Some people are trustworthy, some have to earn it and some have to be given it. A few don't deserve it and shouldn't be allowed within a country mile of it.

Trevor Gay said...

Hi Scott – always good to hear your perspective on these issues given your experience of what it’s like to be treated in a ‘mistrust’ environment.

Rest assured in this case my friend some team members took advantage of the trust placed in them by this manager. She is learning fast about these things and I tell her repeatedly this is what real word management is about rather than what they try and teach you in a business school classroom!

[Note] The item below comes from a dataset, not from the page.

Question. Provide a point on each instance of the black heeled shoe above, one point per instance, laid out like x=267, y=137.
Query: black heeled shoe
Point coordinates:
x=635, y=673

I’m sure you agree with me there is nothing like getting your hands dirty with this stuff.

This experience she is gaining now will stand her in good stead later in her career – she just feels hurt right now and I understand why.

Trevor Gay said...

Hi Mark – always good to hear from you on these matters.

In this case the 80/20 rule mentioned by Scott definitely applies.

It was a minority of team members who abused the trust placed in them.

I was present when this manager very effectively communicated her expectations on the matters that I am talking about.

In a nutshell she feels let down and so do I.

I agree with you that some people will abuse the trust we place in them and that they should not be allowed 'within a country mile of it.'

The big problem is how do we know at the outset who we can trust?

I still believe - with a passion - that we must start from a view that we trust everyone otherwise we start from the view we distrust everyone and that just doesn’t feel right for me. Each to their own though as always.

I'm sure you agree Mark there is no such thing as ‘half trust' – that's like saying someone is half pregnant :-)

Trevor Gay said...

John – I’ve had a chance to fully read all the comments now and I love your views.

You always speak from the heart with such long experience and I always enjoy reading your comments.

Your views mirror mine in that we have to trust our front line folks. It is indeed sad as you say that some abuse that trust but rest assured that happens all the way ‘up’ any organisation and it’s definitely not restricted to front line people. Many senior people abuse the trust – look at the banking scandals we have seen in the last year or two.

The comments I’ve received in this posting reassure me that I am right to continue to trust people – it’s the only way for me!

Your view is always valued and welcomed here John!

Trevor Gay said...

JK – I think you are so right about managers and leaders always being vigilant in order to avoid being taken for a ride.

Having clarity of thought and purpose sets apart the very best leaders and managers from their ‘ordinary’ peers.

Your experience and advice is invaluable to me in addressing these issues and I find myself in complete agreement with you.

Thank you again Sir!

Mark JF said...

Trevor - oddly enough, in a funny sort of way I do think there is such a thing as "half trust."

I think it's about knowing your people and knowing what you can and can't expect them to do.

This isn't "half trust" in the sense you have doubts about someone's trustworthiness. It is about not applying an absolute scale or a "one size fits all" approach to everyone and every situation. You have to tailor trust and apply varying degrees of it to different people in different situations.

Trevor Gay said...

Hi Mark – I can see where you are coming from - However I still don’t believe there is any value in ‘half trust.’

When we don’t let go completely it is because we don’t have the confidence in the person we are delegating too. Therefore we do not trust them.

The best analogy I’ve ever heard about this is when a pilot is learning the trade of flying solo there will be someone in the back seat as an instructor on the last but one flight before the solo flight - that instructor might be behind you but he/she is still ‘there’. Then on the first solo flight there is another state called ‘not there’ … Then and only then is the person truly trusted.

I guess most of us want to have that state of ‘half trust’ in delegation and in effect that means we dabble in the other persons work and never really allow them to fly.